Using cumsum with mutate


I'm trying to use cumsum and mutate to create a column showing growth over time. I'm able to produce what I want with cumsum on its own by naming the column in question -- but the ultimate goal is to use across to apply cumsum to an arbitrary number of columns. (Figured I should get it right on one column first ...)

Here's what I'm working with

dat <- data.frame(year=c("2008", "2011", "2012", "2013", "2014", "2015", "2016", "2017", "2018", "2019", "2020", "2021", "2022", "2023"), count = c(1, 1, 1, 1, 1, 1, 2, 3, 3, 3, 0, 2, 2, 3))

I can create a cumulative column with

dat[,"CulmCount1"]<-cumsum(dat$count)

and thought that I could do the same with

dat <- dat %>% group_by(count) %>% mutate(CulmCount2 = cumsum(count))
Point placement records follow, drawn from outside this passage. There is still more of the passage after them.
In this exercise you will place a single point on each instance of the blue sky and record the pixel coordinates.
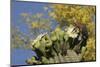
(18, 56)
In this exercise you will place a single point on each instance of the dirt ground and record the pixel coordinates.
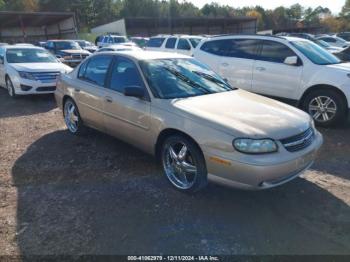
(61, 194)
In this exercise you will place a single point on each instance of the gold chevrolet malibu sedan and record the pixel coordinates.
(200, 128)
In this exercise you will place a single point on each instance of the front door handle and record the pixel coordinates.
(108, 99)
(260, 68)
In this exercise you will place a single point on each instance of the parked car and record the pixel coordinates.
(119, 47)
(325, 45)
(68, 51)
(86, 45)
(183, 44)
(41, 44)
(335, 41)
(344, 35)
(292, 69)
(140, 41)
(28, 70)
(201, 128)
(111, 40)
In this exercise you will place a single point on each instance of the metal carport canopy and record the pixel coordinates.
(28, 19)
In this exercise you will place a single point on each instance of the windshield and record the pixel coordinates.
(195, 41)
(178, 78)
(67, 45)
(29, 56)
(315, 53)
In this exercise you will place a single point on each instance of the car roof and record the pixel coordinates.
(23, 47)
(147, 55)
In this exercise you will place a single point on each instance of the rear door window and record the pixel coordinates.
(216, 47)
(272, 51)
(242, 48)
(170, 43)
(95, 71)
(183, 44)
(124, 74)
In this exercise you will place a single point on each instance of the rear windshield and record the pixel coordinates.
(155, 42)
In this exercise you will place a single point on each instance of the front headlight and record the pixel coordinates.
(26, 75)
(255, 146)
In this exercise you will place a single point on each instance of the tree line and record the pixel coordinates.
(90, 13)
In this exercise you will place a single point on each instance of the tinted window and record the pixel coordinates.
(195, 41)
(155, 42)
(124, 74)
(242, 48)
(216, 47)
(183, 44)
(315, 53)
(82, 69)
(96, 70)
(274, 52)
(329, 39)
(170, 43)
(176, 78)
(67, 45)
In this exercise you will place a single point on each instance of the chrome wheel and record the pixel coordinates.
(179, 165)
(322, 108)
(71, 116)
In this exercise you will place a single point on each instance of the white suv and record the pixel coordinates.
(183, 44)
(28, 70)
(294, 69)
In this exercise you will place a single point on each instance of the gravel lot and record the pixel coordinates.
(61, 194)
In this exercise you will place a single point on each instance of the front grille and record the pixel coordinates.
(46, 77)
(300, 141)
(46, 88)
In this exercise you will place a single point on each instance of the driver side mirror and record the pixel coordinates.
(135, 91)
(291, 60)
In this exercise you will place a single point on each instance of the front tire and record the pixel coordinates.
(10, 89)
(326, 107)
(72, 117)
(183, 164)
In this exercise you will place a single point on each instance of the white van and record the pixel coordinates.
(290, 68)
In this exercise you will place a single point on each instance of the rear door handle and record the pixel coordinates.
(108, 99)
(260, 68)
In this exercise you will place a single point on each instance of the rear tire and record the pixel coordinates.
(183, 164)
(326, 107)
(72, 118)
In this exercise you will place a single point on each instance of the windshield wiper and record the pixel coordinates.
(187, 80)
(212, 79)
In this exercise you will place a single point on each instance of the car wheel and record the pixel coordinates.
(326, 107)
(72, 118)
(183, 164)
(10, 88)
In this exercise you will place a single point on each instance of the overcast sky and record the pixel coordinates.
(334, 5)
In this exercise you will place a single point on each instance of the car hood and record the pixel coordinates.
(41, 67)
(241, 113)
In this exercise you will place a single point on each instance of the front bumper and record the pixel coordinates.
(29, 87)
(252, 176)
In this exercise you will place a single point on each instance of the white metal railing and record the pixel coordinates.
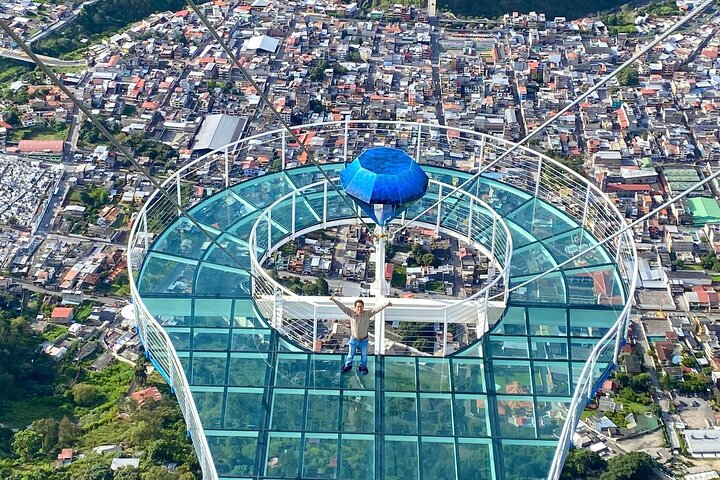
(160, 347)
(297, 317)
(525, 169)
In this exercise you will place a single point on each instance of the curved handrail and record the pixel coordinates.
(176, 370)
(257, 267)
(625, 256)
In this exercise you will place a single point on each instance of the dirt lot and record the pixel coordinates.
(695, 415)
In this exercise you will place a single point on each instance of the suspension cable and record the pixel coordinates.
(630, 226)
(126, 153)
(695, 12)
(269, 104)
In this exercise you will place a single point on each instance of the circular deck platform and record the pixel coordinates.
(269, 409)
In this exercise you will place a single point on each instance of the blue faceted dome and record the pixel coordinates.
(384, 182)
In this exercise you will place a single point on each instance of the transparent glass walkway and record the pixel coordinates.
(271, 411)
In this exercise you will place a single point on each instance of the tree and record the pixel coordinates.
(84, 394)
(427, 259)
(27, 444)
(141, 371)
(12, 116)
(628, 77)
(157, 473)
(316, 106)
(630, 466)
(48, 428)
(67, 432)
(92, 467)
(126, 473)
(5, 443)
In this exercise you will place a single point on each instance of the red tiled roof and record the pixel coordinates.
(38, 146)
(61, 312)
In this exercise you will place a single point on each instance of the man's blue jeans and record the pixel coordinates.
(354, 344)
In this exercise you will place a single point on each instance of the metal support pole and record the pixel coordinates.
(315, 349)
(417, 146)
(147, 246)
(178, 191)
(593, 362)
(227, 168)
(380, 261)
(345, 143)
(585, 207)
(492, 241)
(618, 340)
(437, 220)
(472, 204)
(445, 333)
(483, 140)
(324, 204)
(292, 213)
(537, 180)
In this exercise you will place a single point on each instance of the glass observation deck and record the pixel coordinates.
(259, 406)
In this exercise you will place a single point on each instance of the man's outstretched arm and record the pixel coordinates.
(346, 310)
(380, 308)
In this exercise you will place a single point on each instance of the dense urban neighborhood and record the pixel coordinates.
(169, 93)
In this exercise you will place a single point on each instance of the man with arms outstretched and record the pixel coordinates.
(359, 323)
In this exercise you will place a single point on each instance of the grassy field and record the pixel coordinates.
(38, 132)
(21, 413)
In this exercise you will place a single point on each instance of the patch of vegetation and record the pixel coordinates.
(628, 77)
(63, 405)
(583, 464)
(54, 332)
(662, 9)
(12, 70)
(100, 20)
(54, 131)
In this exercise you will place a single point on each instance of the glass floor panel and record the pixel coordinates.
(274, 412)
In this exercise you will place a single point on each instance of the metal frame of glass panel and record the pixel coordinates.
(269, 410)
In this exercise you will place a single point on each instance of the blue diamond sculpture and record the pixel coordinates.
(384, 182)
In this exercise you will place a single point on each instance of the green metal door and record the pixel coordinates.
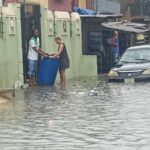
(30, 19)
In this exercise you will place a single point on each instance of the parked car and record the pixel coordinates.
(134, 65)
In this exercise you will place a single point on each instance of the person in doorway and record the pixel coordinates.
(32, 56)
(64, 60)
(115, 47)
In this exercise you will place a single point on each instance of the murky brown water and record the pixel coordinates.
(90, 115)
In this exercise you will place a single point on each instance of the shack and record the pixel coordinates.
(130, 34)
(92, 37)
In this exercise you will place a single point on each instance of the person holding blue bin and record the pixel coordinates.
(64, 62)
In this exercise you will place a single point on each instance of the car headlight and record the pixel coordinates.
(147, 72)
(112, 73)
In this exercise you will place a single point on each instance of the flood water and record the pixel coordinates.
(90, 114)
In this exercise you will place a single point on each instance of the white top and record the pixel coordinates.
(32, 54)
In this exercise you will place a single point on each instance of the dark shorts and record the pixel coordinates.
(32, 65)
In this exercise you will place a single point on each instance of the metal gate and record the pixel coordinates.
(30, 19)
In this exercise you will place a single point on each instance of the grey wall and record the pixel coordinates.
(112, 6)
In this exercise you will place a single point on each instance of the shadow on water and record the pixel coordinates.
(89, 114)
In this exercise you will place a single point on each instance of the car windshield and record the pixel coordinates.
(139, 55)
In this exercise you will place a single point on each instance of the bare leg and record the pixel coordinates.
(30, 80)
(62, 78)
(34, 80)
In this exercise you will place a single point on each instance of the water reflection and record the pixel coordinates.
(89, 114)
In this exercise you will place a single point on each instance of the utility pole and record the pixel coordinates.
(1, 3)
(125, 9)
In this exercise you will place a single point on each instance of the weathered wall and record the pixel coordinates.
(60, 5)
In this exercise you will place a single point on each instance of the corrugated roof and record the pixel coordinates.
(128, 27)
(104, 16)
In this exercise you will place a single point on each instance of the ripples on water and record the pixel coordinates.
(90, 114)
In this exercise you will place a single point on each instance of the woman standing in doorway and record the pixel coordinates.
(64, 60)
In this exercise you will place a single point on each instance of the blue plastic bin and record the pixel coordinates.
(48, 71)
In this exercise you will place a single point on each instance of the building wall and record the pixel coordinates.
(90, 4)
(1, 2)
(82, 4)
(60, 5)
(41, 2)
(112, 6)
but that stops the cumulative count after 2015 and doesn't make any sense at all when we get to 2023. (If it didn't work at all, I'd think I was grouping wrong, but I don't understand why it stops cumulating.)


Solution

  • You can just use cumsum directly, no grouping needed:

    dat <- dat |> mutate(ct = cumsum(count))
    
    assertthat::are_equal(dat$CulmCount1, dat$ct) #TRUE
    

    Note: The cumsum values look kind of funny in your group_by version if you just look at them in the order they appear in dat. But remember that you're grouping by count, so all the 2's go together, the 3's go together, etc.

    Try

    data |> 
      arrange(count) |> 
      group_by(count) |> 
      mutate(CulmCount2 = cumsum(count))
    

    and it'll be a lot clearer to see what was going on with your code.